В 1844-1845 годах на Кавказе были сосредоточены: 147,5 батальонов, один драгунский и 49 казачьих полков, 224 орудия. В личный состав войск входили 38 генералов, 4496 офицеров, 226396 солдат. 11 Эта огромная по составу армия была распределена по всей территории Кавказа и Закавказья, но в большей своей части не использовалась в войне против горцев. Разбросанные по всей территории Кавказа, небольшие гарнизоны поддерживали спокойствие в завоеванном крае. Значительная же по силе группировка была сосредоточена в Закавказье, в ее задачу входили охрана границы и отражение возможных ударов в случае турецкой угрозы.
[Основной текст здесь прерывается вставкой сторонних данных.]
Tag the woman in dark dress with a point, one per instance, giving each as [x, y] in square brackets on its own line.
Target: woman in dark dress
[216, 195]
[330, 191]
В административном и военном отношении русское правительство разделяло территорию Кавказа на несколько частей. Отдельно выделялась Грузия и грузинские провинции, в Тифлисе находился штаб командующего отдельным Кавказским корпусом, он же управлял и гражданскими делами на Кавказе, в 1844 году эти должности были заменены должностью наместника. Командующий Кавказским корпусом, а позднее наместник, осуществлял общее руководство войсками на Кавказе, однако формально подчиненный командиру корпуса командующий войсками на Кавказской линии и в Черномории был во многих решениях независим от Тифлиса. В подчинении командующего войсками на линии был фактически весь Северный Кавказ, который был разделен на несколько частей. Осью этого деления была территория Осетии и Военно-Грузинская дорога, которые контролировались русскими войсками, а местное население занимало лояльную позицию. Соответственно Северный Кавказ был разделен на Восточный (Чечня и Дагестан) и Западный (Кабарда и Черноморское побережье). В военно-административном плане Кавказская линия делилась на фланг правый (Кабарда) и левый (Чечня), к ним примыкали, на правах самостоятельных военно-административных единиц, Дагестан к левому флангу и Черномория (побережье Черного моря) к правому. Соответственно противниками Российской империи на Восточном Кавказе в 1830-х — 1850-х годах было теократическое государство, создаваемое имамами на территории Дагестана и Чечни, а на Западном — вольные горские сообщества. Театров боевых действий на Кавказе было два — левый и правый фланги Кавказской линии и прилегающие к ним Дагестан и Черномория. Для горцев это были фактически изолированные друг от друга оплоты сопротивления, для русских же эти театры боевых действий соприкасались и в случае необходимости осуществлялась переброска войск из Чечни в Черноморию и наоборот.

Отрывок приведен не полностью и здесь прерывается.